HCN Hits 52-Week High: Right Time to Buy? - Analyst Blog

Shares of Health Care REIT Inc. (HCN) scaled a new 52-week high of $73.07 on Nov 24. The stock closed at $72.29, reflecting a solid year-to-date return of 42.0%. The trading volume for the session was nearly 1.3 million shares.

Last week, HCN accomplished the purchase of HealthLease Properties REIT. The company reported better-than-expected performance for third-quarter 2014. Therefore, despite scaling such high, we believe this Zacks Rank #3 (Hold) stock has plenty of upside left, given the improving operating fundamentals and opportunistic acquisitions.

Growth Drivers

The HealthLease acquisition deal brings on board 53 high-quality seniors housing, post-acute care and long-term care communities, concentrated over North Carolina, IN, and Alberta, Canada, according to an earlier revelation by the company. The purchase price denotes a 7% initial cash yield.

Managed under long-term triple-net lease agreements by reputed operators, the portfolio acquisition is expected to facilitate a steady source of rental income in the long term, thus providing HCN with a competitive edge.

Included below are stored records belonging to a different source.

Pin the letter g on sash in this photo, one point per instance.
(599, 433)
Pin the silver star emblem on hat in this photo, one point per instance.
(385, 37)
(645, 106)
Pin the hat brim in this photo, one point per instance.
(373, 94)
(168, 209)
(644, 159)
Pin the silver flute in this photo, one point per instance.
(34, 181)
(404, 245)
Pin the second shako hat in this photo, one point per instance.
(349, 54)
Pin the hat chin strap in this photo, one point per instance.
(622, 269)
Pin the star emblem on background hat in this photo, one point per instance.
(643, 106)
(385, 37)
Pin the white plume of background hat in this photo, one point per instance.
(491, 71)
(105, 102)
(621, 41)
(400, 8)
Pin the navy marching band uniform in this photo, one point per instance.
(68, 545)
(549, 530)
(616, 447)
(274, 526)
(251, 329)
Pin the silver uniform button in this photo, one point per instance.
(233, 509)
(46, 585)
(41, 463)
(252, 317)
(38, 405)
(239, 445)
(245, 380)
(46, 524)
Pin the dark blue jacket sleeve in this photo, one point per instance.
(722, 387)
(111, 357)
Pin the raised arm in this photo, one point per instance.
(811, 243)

HCN also entered into a partnership with Mainstreet Property Group that includes a deal under which HCN would shell out around $369 million, reflecting a 7.5% initial cash yield, for acquiring 17 communities under the Next Generation brand. The acquisition is expected to close in phases after construction is accomplished, starting in fourth quarter of the current year through the first quarter of 2016.

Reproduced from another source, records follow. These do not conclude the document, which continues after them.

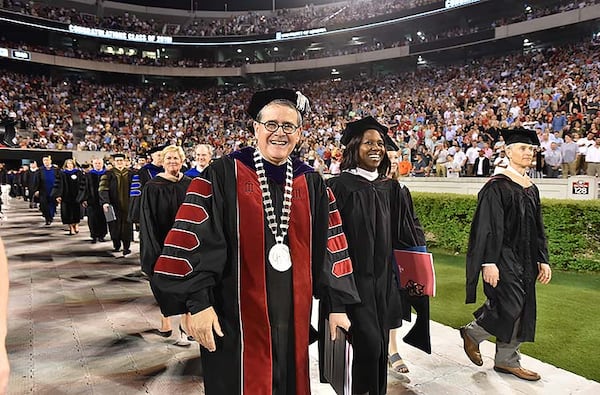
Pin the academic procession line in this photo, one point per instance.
(81, 321)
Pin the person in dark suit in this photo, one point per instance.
(481, 167)
(114, 191)
(43, 189)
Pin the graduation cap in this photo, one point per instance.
(520, 135)
(155, 149)
(357, 128)
(262, 98)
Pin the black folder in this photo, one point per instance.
(337, 356)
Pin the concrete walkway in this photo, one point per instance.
(81, 321)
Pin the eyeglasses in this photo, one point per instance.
(272, 126)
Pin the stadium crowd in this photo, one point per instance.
(251, 23)
(409, 38)
(433, 111)
(257, 23)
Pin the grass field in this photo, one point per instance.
(568, 324)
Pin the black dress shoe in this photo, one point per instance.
(471, 348)
(519, 372)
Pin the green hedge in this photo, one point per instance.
(572, 227)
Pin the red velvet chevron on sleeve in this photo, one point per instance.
(337, 245)
(182, 239)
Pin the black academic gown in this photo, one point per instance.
(47, 202)
(507, 230)
(159, 203)
(89, 193)
(138, 180)
(372, 214)
(216, 255)
(114, 190)
(66, 186)
(411, 237)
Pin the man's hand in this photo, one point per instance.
(491, 275)
(338, 319)
(544, 273)
(202, 325)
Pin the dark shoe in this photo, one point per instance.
(520, 372)
(471, 348)
(164, 334)
(397, 364)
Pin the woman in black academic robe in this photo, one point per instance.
(160, 200)
(371, 209)
(65, 191)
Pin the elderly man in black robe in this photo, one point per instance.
(508, 246)
(256, 237)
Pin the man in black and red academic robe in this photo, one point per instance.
(226, 260)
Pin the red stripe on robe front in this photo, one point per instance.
(257, 376)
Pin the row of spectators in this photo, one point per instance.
(251, 23)
(256, 23)
(556, 91)
(297, 54)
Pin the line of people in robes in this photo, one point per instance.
(260, 233)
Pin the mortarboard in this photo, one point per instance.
(155, 149)
(262, 98)
(520, 135)
(357, 128)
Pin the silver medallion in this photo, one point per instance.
(280, 258)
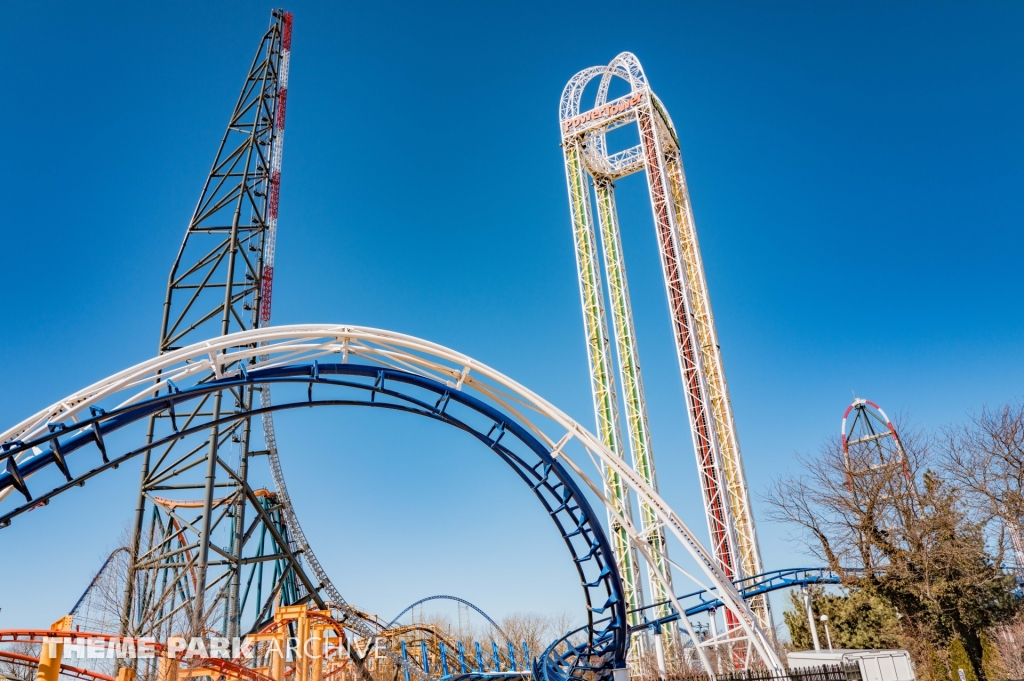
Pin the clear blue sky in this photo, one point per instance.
(855, 172)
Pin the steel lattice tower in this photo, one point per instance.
(730, 519)
(220, 283)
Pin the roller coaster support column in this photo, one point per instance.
(714, 637)
(663, 672)
(810, 619)
(52, 652)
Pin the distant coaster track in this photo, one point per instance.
(310, 365)
(451, 598)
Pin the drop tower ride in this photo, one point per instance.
(588, 161)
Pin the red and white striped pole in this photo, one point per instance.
(279, 146)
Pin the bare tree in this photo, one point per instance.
(904, 533)
(985, 457)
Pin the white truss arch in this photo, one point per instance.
(272, 346)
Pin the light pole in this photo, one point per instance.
(824, 620)
(810, 619)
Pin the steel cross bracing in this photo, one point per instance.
(192, 541)
(599, 356)
(46, 440)
(221, 281)
(729, 515)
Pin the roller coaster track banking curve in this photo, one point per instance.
(292, 356)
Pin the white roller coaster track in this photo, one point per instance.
(273, 346)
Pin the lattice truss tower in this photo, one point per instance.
(190, 539)
(588, 161)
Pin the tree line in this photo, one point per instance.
(926, 544)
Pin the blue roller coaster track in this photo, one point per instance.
(605, 633)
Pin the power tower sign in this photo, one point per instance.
(588, 160)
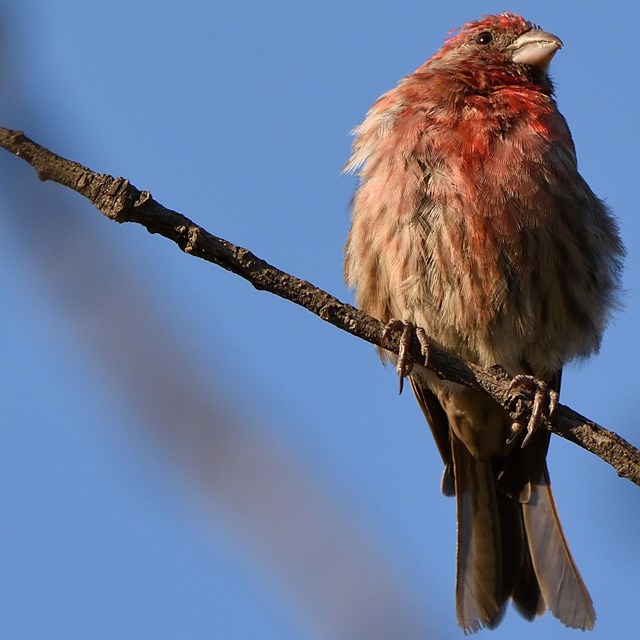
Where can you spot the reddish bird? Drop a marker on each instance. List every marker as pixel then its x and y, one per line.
pixel 472 221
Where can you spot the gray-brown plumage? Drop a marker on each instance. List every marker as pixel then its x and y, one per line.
pixel 472 221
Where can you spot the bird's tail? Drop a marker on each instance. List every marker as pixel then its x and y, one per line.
pixel 512 545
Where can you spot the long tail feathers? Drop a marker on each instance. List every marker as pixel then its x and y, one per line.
pixel 480 597
pixel 560 582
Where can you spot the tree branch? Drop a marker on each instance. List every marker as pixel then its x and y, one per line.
pixel 120 201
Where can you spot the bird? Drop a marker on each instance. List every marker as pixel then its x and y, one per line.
pixel 471 221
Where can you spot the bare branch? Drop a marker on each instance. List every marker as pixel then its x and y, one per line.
pixel 120 201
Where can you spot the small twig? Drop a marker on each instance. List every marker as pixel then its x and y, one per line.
pixel 120 201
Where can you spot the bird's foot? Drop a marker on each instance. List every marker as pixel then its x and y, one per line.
pixel 404 362
pixel 545 401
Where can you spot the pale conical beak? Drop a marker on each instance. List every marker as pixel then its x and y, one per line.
pixel 535 48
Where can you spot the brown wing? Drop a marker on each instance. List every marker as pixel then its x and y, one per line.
pixel 439 424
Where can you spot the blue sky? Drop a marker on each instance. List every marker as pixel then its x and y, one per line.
pixel 185 457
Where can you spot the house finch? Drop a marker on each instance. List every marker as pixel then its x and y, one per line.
pixel 472 221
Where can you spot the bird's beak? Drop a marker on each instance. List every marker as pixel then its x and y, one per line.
pixel 535 48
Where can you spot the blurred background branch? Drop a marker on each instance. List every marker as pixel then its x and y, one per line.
pixel 160 480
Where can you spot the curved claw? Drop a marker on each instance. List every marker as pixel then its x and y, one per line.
pixel 404 363
pixel 545 401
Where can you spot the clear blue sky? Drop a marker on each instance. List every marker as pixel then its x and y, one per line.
pixel 184 457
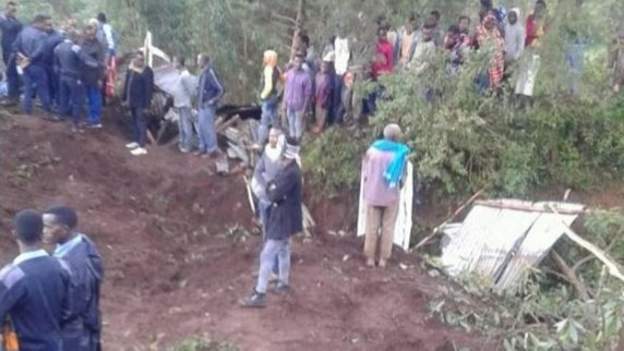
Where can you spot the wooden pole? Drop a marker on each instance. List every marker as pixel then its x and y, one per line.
pixel 612 267
pixel 298 28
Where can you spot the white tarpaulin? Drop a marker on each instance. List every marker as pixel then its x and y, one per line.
pixel 500 239
pixel 403 227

Furthermore, HCN struck a deal with Mainstreet to offer mezzanine financing at favorable mid-teen interest rates and gain purchase option rights for another 45 Next Generation development projects, upon accomplishment of each project. This represents an acquisition pipeline worth $1.0 billion, expected to be delivered in phases from 2016 through first-quarter 2017.

HCN reported third-quarter 2014 normalized funds from operations (FFO) of $1.04 per share, a penny ahead of the Zacks Consensus Estimate and up 7 cents year over year.

The 7% year-over-year increase in normalized FFO per share is primarily driven by growth in same-store net operating income (NOI) and notable portfolio investments in premium assets.

Going forward, we believe that strategic portfolio restructuring activities and enhanced liquidity position bodes well for the company's growth. In addition, a rise in senior citizen spending for healthcare reasons promises strong prospects.

Echoing similar sentiments, over the last 30 days, the Zacks Consensus Estimate for 2014 remain unchanged at $4.12 while that for 2015 moved north by a cent to $4.36 per share.

Other REITs Scaling Highs

Other REITs that have scaled 52-week highs on Nov 24 include Apartment Investment and Management Co. (AIMCO) (AIV), Equity Residential (EQR) and Ventas, Inc. (VTR).

Note: FFO, a widely used metric to gauge the performance of REITs, is obtained after adding depreciation and amortization and other non-cash expenses to net income.